How bad could it be? After all, humans had lived without toilet paper for hundreds of years before the Chinese invented the disposable kind in the 14th century. Romans apparently employed a sponge on a stick, Eskimos used moss, the Greeks preferred clay and Native Americans utilised corn cobs. Anything splinter-free seemed good to me; my task, comparatively, should have been a breeze.

Demand for this new reusable product meant we were not lucky enough to have our choice of the “gorgeous” decorative designs (though we did opt for the optional plastic press studs, which allow you to form the world’s thinnest door snake). What we ended up with was jaunty buzzing bees on our backing, which seems a slightly strange choice for something you’re going to rub on your nether parts (perhaps it’s an oblique Winnie-the-Pooh reference, or ‘Bees means Hinds’?).

Photo credit rt.com

The arrival of the non-paper in our house caused a degree of shock and horror, with my children and wife recoiling as if I were waving an actual hive in their faces. There was much appalled pondering about how awful it would be if visitors mistook the squares for hand towels. Or, heaven forfend, face cloths.

Forced to go it alone, I must admit it took me some time to gird my loins – and hands – for the task. It was not just that I was put off by the general icky-ness, but I was also concerned about how best to navigate the plastic studs; things could go painfully wrong with one false manoeuvre.

But, as Alex Ferguson might say, it was squeaky-bum time. Having finally manned up and put my back(side) into it, I can tell you that the experience is very much like being in a friend’s bathroom, finding there’s no toilet paper, and concluding that the only option is to wipe your butt with one of their towels. Not much of a choice, really.

Is it unpleasant? Physically, no, but mentally it is about as disturbing as washing your face with sandpaper. And then there’s the question of what to do with the soiled squares, which go from pretty to s**tty faster than a two-year-old girl switching to tantrum mode.

Eventually, based on my experience of Asian toilets, I set up a tiny bin for my waste non-paper, but then my concerns turned to how I would ever get the little squares clean again once used. I decided to consult the product’s creator, and entrepreneur in the making, 26-year-old Australian Eloise Marsh.

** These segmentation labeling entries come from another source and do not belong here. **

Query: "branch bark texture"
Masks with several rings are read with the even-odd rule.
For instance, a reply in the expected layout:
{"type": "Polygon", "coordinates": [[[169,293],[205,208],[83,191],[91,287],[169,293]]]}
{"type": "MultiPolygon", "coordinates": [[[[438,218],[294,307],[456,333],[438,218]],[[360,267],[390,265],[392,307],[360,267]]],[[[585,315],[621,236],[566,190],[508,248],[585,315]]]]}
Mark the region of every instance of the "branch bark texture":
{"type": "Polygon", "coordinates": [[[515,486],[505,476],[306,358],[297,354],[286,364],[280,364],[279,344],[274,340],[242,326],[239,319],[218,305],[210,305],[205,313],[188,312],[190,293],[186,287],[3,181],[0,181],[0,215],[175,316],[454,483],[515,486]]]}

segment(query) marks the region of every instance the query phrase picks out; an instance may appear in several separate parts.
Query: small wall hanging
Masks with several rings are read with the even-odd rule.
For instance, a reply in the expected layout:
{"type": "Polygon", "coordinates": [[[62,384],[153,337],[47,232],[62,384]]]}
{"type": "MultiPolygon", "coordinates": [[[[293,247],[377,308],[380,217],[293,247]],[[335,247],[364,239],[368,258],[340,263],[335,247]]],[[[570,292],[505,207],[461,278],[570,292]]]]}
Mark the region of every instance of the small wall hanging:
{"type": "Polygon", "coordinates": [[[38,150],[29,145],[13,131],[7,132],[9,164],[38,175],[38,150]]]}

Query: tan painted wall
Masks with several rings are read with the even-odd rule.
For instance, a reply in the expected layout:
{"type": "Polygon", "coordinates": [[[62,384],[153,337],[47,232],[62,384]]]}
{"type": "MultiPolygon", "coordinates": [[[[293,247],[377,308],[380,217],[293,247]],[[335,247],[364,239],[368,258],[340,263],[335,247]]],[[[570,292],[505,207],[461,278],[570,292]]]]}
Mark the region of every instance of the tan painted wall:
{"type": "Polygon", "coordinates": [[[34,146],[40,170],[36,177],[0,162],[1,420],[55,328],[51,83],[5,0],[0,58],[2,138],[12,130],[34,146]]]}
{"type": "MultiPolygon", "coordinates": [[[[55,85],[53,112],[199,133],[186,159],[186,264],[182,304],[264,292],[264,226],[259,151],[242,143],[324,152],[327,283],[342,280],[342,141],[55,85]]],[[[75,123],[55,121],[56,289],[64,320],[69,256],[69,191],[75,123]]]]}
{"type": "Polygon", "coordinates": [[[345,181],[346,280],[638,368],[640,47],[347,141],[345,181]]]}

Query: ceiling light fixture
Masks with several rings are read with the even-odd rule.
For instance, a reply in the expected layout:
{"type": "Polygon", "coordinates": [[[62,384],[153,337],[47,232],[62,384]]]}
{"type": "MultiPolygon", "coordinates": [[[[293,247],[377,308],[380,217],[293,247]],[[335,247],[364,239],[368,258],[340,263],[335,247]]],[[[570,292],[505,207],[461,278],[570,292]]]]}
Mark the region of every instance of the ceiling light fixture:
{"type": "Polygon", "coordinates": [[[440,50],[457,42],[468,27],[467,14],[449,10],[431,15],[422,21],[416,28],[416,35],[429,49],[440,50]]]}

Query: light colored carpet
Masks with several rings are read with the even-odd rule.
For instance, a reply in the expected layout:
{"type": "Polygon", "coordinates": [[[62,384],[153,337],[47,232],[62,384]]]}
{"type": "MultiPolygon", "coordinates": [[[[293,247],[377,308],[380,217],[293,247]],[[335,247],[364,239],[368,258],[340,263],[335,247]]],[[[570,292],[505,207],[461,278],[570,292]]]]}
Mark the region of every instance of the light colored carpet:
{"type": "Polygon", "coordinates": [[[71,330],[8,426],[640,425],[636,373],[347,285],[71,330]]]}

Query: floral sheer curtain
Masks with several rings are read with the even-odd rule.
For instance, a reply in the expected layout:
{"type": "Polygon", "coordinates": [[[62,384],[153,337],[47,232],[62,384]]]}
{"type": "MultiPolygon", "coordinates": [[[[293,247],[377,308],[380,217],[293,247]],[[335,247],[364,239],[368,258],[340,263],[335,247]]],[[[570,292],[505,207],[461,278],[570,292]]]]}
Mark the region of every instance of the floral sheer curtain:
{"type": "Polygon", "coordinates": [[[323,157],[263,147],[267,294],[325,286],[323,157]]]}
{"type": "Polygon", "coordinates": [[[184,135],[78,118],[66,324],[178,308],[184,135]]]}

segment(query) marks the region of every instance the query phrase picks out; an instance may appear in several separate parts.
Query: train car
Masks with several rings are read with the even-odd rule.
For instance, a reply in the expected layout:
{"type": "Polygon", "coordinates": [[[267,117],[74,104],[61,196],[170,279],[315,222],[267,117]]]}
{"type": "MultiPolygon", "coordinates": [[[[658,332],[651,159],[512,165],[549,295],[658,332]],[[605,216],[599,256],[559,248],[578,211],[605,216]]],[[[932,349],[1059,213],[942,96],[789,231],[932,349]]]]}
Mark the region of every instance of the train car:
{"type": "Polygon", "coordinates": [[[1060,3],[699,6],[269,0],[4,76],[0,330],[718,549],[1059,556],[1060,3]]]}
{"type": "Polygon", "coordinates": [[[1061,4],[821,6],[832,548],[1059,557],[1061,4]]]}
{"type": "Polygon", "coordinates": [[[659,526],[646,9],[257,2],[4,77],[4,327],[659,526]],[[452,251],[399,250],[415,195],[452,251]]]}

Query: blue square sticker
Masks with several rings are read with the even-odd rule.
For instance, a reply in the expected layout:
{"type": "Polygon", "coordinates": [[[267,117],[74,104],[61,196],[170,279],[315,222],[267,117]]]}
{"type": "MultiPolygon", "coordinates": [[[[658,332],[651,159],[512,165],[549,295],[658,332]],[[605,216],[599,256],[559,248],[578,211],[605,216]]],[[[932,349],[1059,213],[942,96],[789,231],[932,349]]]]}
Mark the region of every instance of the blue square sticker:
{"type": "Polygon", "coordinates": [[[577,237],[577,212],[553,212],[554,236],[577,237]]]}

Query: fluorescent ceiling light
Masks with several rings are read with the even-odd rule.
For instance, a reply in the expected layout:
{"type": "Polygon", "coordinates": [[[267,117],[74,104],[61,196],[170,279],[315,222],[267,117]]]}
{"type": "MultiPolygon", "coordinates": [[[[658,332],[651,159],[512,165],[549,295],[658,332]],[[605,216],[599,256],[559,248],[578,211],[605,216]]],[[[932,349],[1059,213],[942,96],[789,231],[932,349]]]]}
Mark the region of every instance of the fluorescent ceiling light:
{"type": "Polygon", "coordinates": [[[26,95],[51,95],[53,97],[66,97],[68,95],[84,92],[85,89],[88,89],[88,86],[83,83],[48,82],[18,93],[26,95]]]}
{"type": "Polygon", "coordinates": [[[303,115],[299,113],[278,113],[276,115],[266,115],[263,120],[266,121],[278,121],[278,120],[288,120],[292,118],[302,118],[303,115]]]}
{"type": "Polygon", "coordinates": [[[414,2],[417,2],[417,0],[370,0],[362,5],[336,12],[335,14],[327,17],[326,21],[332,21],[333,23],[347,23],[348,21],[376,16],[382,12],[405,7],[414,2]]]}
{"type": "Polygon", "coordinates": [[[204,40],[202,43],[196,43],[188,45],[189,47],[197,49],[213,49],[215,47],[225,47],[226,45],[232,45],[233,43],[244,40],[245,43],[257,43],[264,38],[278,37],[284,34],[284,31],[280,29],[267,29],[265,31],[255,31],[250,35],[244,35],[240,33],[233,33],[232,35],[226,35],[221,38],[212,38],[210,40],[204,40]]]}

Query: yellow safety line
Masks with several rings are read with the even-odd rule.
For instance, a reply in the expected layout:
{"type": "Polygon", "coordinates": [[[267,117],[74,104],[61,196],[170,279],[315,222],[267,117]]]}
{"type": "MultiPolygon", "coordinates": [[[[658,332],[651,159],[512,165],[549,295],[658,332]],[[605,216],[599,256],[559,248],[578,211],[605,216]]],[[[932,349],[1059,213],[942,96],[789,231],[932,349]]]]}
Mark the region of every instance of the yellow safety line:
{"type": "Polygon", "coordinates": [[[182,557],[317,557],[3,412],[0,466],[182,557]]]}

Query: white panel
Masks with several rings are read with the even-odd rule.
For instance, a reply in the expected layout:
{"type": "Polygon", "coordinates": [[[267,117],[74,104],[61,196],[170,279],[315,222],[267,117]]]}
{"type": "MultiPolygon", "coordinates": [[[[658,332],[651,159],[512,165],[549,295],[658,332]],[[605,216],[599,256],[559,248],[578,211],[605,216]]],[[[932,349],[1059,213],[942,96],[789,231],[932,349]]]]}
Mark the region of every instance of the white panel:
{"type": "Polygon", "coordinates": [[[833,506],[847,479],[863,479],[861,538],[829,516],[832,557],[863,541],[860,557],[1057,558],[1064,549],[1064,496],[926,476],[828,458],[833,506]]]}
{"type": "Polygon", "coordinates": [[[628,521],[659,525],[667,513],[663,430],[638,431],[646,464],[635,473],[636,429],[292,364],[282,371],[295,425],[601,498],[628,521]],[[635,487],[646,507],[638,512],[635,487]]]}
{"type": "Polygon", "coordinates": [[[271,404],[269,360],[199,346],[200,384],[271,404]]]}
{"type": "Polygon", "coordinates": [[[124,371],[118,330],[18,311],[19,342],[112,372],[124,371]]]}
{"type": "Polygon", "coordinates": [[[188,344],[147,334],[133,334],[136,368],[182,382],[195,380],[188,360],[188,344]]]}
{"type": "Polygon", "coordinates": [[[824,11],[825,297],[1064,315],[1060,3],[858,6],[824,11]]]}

I’d been thinking of doing reusable toilet paper for a while, because I was already selling a reusable non-paper towel,” she explained, until I interjected with an “I’m sorry, but isn’t that just called a towel?”. “But,” she continued unfazed, “I wasn’t sure there’d be a market for it, and then the toilet-paper crisis hit, so I went for it, and now it’s going crazy. One woman bought seven rolls off me.”

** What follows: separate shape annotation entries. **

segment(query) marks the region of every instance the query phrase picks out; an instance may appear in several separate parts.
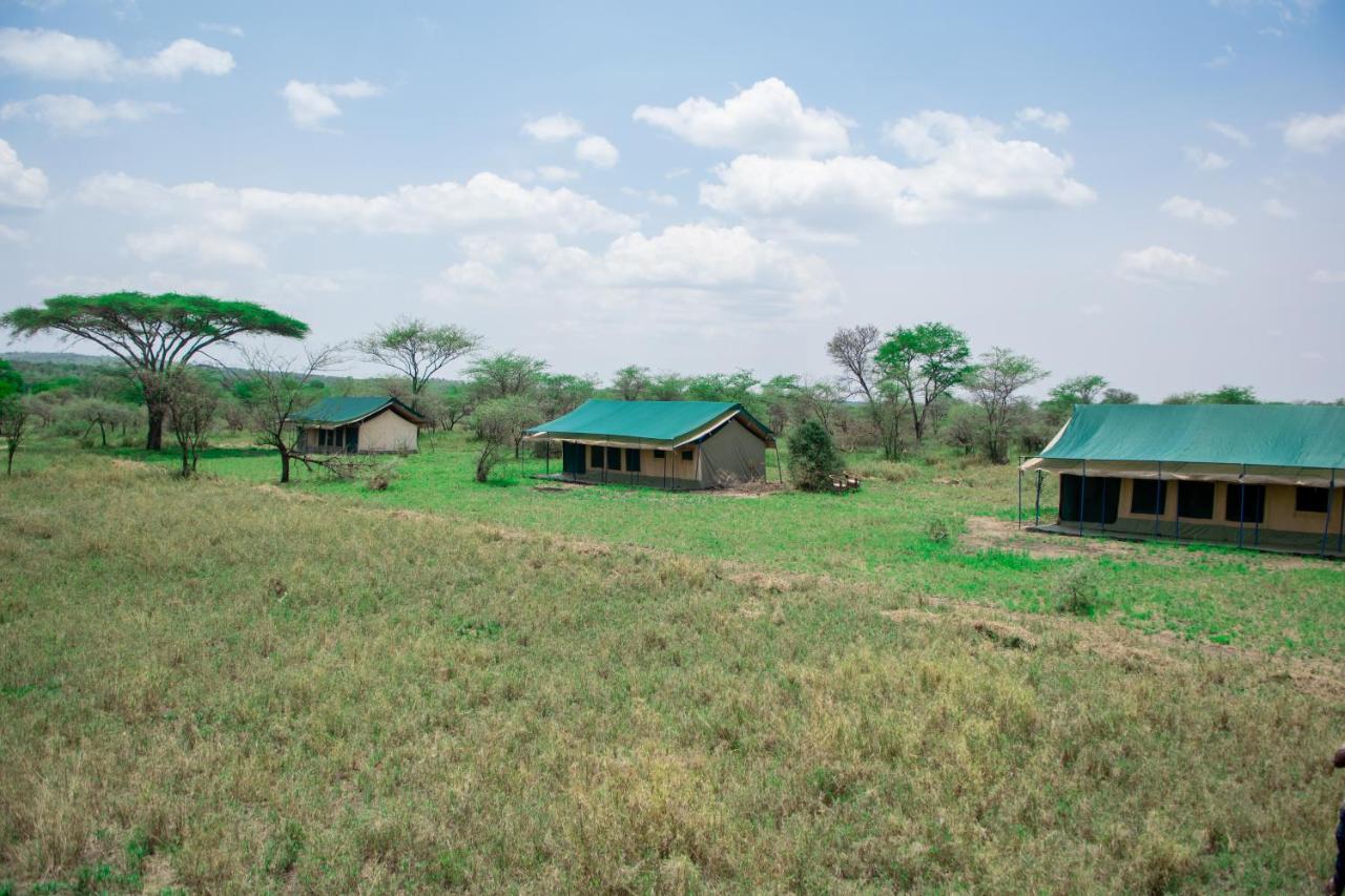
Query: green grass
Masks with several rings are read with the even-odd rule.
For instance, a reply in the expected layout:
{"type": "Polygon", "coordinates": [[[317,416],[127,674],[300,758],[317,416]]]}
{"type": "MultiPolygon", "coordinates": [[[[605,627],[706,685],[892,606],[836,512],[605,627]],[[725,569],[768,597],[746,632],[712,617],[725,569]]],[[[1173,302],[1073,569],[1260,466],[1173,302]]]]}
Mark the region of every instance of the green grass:
{"type": "MultiPolygon", "coordinates": [[[[923,545],[902,505],[989,511],[999,471],[833,500],[477,487],[457,452],[390,494],[207,463],[52,447],[0,483],[0,891],[1305,891],[1329,866],[1340,652],[983,607],[1036,611],[1049,589],[1018,592],[1069,564],[923,545]],[[900,554],[835,544],[845,519],[900,554]]],[[[1099,600],[1177,603],[1112,581],[1145,576],[1268,631],[1302,611],[1184,580],[1334,574],[1154,557],[1099,562],[1099,600]]]]}
{"type": "MultiPolygon", "coordinates": [[[[172,464],[171,455],[121,452],[172,464]]],[[[417,456],[394,461],[387,491],[309,475],[296,488],[332,500],[500,523],[604,545],[733,560],[787,573],[880,584],[909,595],[1050,611],[1060,581],[1080,564],[1099,565],[1103,612],[1146,632],[1217,644],[1333,657],[1345,643],[1345,565],[1289,562],[1217,546],[1135,545],[1123,557],[1034,560],[1018,550],[968,550],[929,538],[932,518],[954,534],[967,517],[1013,519],[1011,467],[962,457],[933,464],[882,464],[853,457],[876,478],[849,495],[771,494],[729,498],[624,486],[539,491],[530,474],[543,461],[508,463],[491,483],[472,480],[471,443],[459,433],[422,441],[417,456]],[[892,482],[882,478],[896,470],[892,482]]],[[[274,482],[278,463],[264,451],[217,448],[202,471],[227,479],[274,482]]],[[[558,461],[551,461],[551,470],[558,461]]],[[[1030,500],[1025,490],[1025,500],[1030,500]]],[[[1044,495],[1053,506],[1054,492],[1044,495]]],[[[1030,506],[1028,506],[1030,514],[1030,506]]]]}

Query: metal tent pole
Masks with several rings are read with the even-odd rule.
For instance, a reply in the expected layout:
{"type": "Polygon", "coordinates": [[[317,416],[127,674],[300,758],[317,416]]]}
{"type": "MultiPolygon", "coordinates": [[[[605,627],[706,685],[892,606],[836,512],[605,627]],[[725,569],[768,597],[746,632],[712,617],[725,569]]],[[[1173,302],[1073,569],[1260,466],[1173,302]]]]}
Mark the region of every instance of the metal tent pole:
{"type": "Polygon", "coordinates": [[[1088,491],[1088,459],[1084,457],[1083,475],[1079,476],[1079,534],[1084,534],[1084,494],[1088,491]]]}
{"type": "Polygon", "coordinates": [[[1163,461],[1158,461],[1158,487],[1154,488],[1154,538],[1162,538],[1163,519],[1163,461]]]}
{"type": "Polygon", "coordinates": [[[1018,529],[1022,529],[1022,455],[1018,455],[1018,529]]]}
{"type": "Polygon", "coordinates": [[[1237,503],[1237,546],[1243,546],[1243,529],[1247,525],[1247,486],[1243,479],[1247,478],[1247,464],[1243,464],[1243,471],[1237,474],[1237,494],[1240,500],[1237,503]]]}
{"type": "Polygon", "coordinates": [[[1033,511],[1034,513],[1034,515],[1033,515],[1033,523],[1032,523],[1033,526],[1041,526],[1041,478],[1042,478],[1042,475],[1044,474],[1038,470],[1037,471],[1037,507],[1033,511]]]}
{"type": "Polygon", "coordinates": [[[1326,491],[1326,521],[1322,523],[1322,557],[1326,556],[1326,537],[1332,531],[1332,505],[1336,503],[1336,468],[1332,468],[1332,484],[1326,491]]]}

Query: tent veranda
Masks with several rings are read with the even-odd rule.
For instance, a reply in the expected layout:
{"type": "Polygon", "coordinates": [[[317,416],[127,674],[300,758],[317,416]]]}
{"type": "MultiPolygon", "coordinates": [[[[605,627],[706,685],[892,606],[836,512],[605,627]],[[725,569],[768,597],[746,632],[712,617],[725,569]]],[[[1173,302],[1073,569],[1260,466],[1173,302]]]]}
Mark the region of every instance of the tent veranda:
{"type": "Polygon", "coordinates": [[[1030,472],[1034,527],[1046,531],[1345,549],[1345,406],[1080,405],[1021,463],[1020,523],[1030,472]],[[1061,503],[1042,525],[1048,472],[1060,476],[1061,503]]]}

And then things got a little awkward, as Ms Marsh admitted that she’d never actually used her own product for number twos, only number ones (not an option that occurred to me, as a man). Oh, and she’d forgotten to send me the accompanying Care Sheet, which would have explained that I needed to rinse my squares, and possibly my backside (it wasn’t clear), immediately after wiping.

Indeed, she sounded mildly disturbed by my careless disposal, pointed out that “most people use it with a bidet”, and then gave a low whistle and a “wow, your wife’s going to be annoyed at you – good luck getting it clean”.

Ms Marsh was also slightly vague about her claims that the softer option she offers is more environmentally friendly than flushing tonnes of paper down the loo over your lifetime. Even taking into account the water-heavy practices of cotton farming, and the colours and dyes used in her work, she believes that “if you use my product until the end of its life, it should be more environmentally friendly in the long run, and cheaper, too”.

So what exactly would the life of a roll of used reusable non-paper be? Having read through the comments on Handmade Australian Textiles’ Facebook page, I came across a clue in one succinct point: would I actually be able to put these in the washing machine and not get divorced? I can only tell you that, in my experience, the answers are almost certainly: vanishingly short, and no. So long as my local supermarket hasn’t run out of disposable rolls, that is.